Metro NYC still grew in the ’60s and ’70s, though. (The kids of those suburbanites are largely the ones “rediscovering” the city now.) For a major metro area to shrink is frankly kind of bizarre outside of some natural disaster.
Using CMAs creates a separate problem, though. In some districts, it is simply a matter of people moving out of city centres to suburbs with easy access. In those cases it is reasonable to include the surrounding population.
In other communities, the commute becomes prohibitive. Anyone who has spent time in the LA basin understands this implicitly. You can be 6 miles from a stadium and still be more than an hour away. And this is not just an LA problem… many major centres have it.
The ‘suburban stadium’ was supposed to solve this, but did not do so (some suburbanites took advantage of the short commute, many downtowners or residents from other suburbs would not trek out to the stadium (think Glendale vs Scottsdale).
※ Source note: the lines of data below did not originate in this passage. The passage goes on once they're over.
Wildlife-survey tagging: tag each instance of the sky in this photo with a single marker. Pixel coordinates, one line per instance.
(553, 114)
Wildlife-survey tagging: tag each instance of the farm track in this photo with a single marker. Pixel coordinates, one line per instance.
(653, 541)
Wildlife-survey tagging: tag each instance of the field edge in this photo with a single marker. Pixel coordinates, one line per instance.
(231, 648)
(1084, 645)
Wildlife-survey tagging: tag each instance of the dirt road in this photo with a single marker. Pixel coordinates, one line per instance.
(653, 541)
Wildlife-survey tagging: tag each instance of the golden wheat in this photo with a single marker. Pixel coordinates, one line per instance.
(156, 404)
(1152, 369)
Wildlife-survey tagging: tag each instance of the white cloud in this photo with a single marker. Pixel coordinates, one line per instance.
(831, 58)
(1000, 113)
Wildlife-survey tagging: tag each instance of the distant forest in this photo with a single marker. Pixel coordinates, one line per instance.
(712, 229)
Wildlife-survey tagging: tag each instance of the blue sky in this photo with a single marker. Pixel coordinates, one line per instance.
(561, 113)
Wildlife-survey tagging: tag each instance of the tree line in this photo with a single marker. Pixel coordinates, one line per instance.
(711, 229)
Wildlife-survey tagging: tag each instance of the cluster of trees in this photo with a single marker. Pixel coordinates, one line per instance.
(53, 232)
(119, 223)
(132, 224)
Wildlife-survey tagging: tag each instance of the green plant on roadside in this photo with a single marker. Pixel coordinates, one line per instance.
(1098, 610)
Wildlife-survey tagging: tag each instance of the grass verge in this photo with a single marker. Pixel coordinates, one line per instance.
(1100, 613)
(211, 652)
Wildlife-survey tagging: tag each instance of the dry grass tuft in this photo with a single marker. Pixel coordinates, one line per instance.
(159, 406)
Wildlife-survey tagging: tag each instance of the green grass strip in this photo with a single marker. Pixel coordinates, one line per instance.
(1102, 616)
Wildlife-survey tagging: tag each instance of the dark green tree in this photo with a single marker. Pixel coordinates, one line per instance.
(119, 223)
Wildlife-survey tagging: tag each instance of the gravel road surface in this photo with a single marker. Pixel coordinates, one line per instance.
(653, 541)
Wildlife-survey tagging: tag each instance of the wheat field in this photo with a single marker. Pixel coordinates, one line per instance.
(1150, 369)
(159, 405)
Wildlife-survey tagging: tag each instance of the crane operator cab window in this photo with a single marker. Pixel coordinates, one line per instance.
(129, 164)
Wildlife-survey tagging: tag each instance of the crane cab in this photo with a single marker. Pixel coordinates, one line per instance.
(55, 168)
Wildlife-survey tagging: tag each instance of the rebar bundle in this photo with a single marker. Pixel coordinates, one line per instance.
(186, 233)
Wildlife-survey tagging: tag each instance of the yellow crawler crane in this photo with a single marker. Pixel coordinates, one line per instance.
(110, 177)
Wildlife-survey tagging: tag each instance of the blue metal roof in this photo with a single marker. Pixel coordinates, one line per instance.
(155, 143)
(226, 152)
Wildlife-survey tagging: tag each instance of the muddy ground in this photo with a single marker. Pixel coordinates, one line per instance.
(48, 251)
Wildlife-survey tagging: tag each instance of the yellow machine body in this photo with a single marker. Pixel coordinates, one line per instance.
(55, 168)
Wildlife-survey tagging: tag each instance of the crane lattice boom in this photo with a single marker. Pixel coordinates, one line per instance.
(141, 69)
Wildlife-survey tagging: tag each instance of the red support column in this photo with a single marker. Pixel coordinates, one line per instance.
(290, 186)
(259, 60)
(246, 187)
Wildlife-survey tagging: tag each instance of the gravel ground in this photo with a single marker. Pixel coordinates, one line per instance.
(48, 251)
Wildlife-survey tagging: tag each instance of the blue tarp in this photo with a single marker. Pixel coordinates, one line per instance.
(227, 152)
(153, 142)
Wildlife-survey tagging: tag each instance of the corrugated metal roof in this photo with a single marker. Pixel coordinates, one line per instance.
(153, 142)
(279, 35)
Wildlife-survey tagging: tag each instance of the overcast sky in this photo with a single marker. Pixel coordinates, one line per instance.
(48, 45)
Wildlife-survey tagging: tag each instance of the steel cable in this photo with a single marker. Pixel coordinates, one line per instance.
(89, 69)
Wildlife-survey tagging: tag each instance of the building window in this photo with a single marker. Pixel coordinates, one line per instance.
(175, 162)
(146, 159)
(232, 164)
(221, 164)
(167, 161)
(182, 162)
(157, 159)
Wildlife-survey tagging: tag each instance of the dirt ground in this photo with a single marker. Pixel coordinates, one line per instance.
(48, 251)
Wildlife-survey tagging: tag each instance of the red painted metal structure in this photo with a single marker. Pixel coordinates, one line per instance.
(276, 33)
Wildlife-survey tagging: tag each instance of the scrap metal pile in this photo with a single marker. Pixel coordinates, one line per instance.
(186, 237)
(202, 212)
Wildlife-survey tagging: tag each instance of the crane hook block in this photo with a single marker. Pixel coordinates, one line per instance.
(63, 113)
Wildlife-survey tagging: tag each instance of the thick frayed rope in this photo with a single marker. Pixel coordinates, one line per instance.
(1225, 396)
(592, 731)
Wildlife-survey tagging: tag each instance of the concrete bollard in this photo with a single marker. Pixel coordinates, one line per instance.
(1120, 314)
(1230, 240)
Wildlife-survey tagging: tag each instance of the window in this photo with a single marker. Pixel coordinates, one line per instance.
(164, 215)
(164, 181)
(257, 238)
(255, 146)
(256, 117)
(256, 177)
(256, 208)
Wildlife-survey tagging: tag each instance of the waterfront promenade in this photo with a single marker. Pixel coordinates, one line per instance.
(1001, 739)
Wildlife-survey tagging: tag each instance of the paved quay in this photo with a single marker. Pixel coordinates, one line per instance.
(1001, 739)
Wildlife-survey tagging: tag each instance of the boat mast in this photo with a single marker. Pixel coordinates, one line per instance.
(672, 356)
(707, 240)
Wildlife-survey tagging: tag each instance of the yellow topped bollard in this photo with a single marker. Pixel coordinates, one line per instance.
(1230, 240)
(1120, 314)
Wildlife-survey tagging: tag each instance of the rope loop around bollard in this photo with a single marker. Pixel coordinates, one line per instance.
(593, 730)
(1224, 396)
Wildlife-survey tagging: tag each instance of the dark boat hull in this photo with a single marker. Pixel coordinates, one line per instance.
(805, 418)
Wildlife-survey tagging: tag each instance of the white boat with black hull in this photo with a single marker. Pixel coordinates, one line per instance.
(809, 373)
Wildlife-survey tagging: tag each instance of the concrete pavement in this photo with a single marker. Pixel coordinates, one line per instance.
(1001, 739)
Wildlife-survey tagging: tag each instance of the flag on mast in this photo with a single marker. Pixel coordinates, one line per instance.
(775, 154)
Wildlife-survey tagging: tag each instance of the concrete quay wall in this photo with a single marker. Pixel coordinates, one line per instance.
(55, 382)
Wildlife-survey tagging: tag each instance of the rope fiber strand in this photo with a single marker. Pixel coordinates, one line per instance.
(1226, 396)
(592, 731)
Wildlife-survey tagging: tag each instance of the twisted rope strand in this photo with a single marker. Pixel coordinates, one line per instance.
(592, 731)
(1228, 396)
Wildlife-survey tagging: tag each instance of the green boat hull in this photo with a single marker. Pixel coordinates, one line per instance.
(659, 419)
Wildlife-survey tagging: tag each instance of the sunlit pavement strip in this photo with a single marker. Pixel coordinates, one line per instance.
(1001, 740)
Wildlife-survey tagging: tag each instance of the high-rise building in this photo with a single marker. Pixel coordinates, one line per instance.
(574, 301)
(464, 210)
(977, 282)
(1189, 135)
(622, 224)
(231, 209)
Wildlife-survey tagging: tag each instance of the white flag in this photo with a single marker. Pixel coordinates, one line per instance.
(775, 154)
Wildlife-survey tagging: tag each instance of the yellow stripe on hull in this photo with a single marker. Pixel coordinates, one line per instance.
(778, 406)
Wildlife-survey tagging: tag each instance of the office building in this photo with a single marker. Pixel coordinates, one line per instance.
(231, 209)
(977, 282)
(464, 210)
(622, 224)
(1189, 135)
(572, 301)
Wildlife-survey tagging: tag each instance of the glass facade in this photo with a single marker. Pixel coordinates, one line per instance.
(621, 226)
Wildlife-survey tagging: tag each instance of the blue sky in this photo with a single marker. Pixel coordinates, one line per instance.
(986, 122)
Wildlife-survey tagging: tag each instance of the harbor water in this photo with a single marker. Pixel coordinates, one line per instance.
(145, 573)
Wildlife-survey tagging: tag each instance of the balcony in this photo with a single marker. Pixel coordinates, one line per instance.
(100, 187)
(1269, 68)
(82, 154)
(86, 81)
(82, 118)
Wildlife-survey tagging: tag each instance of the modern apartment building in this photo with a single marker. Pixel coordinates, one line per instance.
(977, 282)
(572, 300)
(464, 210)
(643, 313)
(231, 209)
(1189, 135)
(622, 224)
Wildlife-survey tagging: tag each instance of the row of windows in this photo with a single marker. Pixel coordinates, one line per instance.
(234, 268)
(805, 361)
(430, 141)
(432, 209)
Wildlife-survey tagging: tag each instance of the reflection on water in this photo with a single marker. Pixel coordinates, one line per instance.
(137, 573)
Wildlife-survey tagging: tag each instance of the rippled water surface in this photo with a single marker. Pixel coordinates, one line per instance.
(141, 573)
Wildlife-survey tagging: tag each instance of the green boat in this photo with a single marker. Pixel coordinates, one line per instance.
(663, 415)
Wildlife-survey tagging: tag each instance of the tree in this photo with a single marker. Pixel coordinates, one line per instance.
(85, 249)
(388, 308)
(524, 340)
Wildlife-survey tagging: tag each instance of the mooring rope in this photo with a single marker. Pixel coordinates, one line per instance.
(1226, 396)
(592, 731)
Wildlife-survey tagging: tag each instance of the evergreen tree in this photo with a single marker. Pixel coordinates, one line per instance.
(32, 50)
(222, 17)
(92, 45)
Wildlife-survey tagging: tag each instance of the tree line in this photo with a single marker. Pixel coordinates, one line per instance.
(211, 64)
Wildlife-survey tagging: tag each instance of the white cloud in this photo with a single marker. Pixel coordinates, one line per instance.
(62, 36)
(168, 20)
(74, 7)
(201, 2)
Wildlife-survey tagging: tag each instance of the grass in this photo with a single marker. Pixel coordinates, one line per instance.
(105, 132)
Add to that the fact that CMAs tend very much to expand in area over time as the population grows and larger/new bedroom communities spring up. As the metro area expands, it becomes harder for residents in one portion of the district to reach another, often despite increased transport options.
Regardless of the impact on sports, we see this effect in large centres all the time. People live a a particular quadrant of the city and won’t cross town to see an attraction that is really only a few miles away.
That’s why I see CMA/MSA increases as something of a double edged sword. If the stadium is in your “area”, it might increase the chance you attend. If it’s not, it may make it impossible.
Congrats on being dubbed “renowned boondoggle vivisectionist”… that’s all kinds of awesome. ;)
Cleveland’s attendance is up by over 5,000 fans per game. Right now they have drawn 1,862,000 so they will draw over 2 million. Go back 50 years and teams were happy if they drew 1 million and ecstatic if it was 2 million. As a kid, I used to look at the 1948 Indians drawing 2.6 million in absolute amazement and feeling it would stand as a record forca long time. Right now, 9 teams have drawn that many.
Let’s also realize Joe Sixpack has all kinds of entertainment options that didn’t exist 20 years ago.
Very true. I remember teams gloating about going over 2 million in the 1970s and 80s. It was a big thing.
Now 4 million is the goal for the top clubs, even with the fragmented audiences (not that surprising, given that the nation’s actual population is up some 45% since 1960).
Keep in mind,Cleveland, like many other legacy teams, has a regional fan base. I live 60 miles from Cleveland and the fans live and breathe Indians baseball(when they’re winning). I’m sure it’s like that all over NE Ohio. So, I think arguing over population stats can get you sidetracked when measuring local fan support. IMHA
Well those fans don’t seem to show up at games as Cleveland has been in the bottom 5 in attendance for quite a while.
In fact that’s another issue with Cleveland–the adjacent markets are in even worse shape than Cleveland. Cleveland looks pretty good when you put it against Akron or Youngstown.